Pigweed: minimal Bazel example

This repository contains a minimal example of a Bazel-based Pigweed project. It's an echo application for the STM32F429 Discovery Board.

Cloning

git clone --recursive https://pigweed.googlesource.com/pigweed/quickstart/bazel

If you already cloned but forgot to include --recursive, run git submodule update --init to pull all submodules.

TODO: b/300695111 - Don't require submodules for this example.

Building

We‘ll assume you already have Bazel on your system. If you don’t, the recommended way to get it is through Bazelisk.

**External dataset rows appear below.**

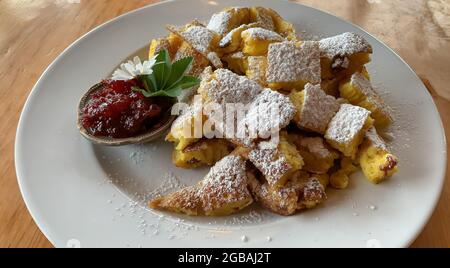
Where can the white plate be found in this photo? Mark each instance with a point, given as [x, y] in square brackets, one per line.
[63, 177]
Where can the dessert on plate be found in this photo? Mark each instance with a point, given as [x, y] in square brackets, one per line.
[309, 115]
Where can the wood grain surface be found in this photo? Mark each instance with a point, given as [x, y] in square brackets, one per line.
[34, 32]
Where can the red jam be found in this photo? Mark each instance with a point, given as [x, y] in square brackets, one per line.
[117, 111]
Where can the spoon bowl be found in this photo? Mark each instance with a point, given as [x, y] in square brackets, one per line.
[147, 136]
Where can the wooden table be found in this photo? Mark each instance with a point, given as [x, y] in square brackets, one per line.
[33, 33]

To build the entire project (including building the application for both the host and the STM32 Discovery Board), run

bazel build //...

To run the application locally on your machine, run,

bazel run //src:echo

Flashing

To flash the firmware to a STM32F429 Discovery Board connected to your machine, run,

bazel run //tools:flash

Note that you don't need to build the firmware first: Bazel knows that the firmware images are needed to flash the board, and will build them for you. And if you edit the source of the firmware or any of its dependencies, it will get rebuilt when you flash.

Communicating

Run,

bazel run //tools:miniterm -- /dev/ttyACM0 --filter=debug

to communicate with the board. When you transmit a character, you should get the same character back!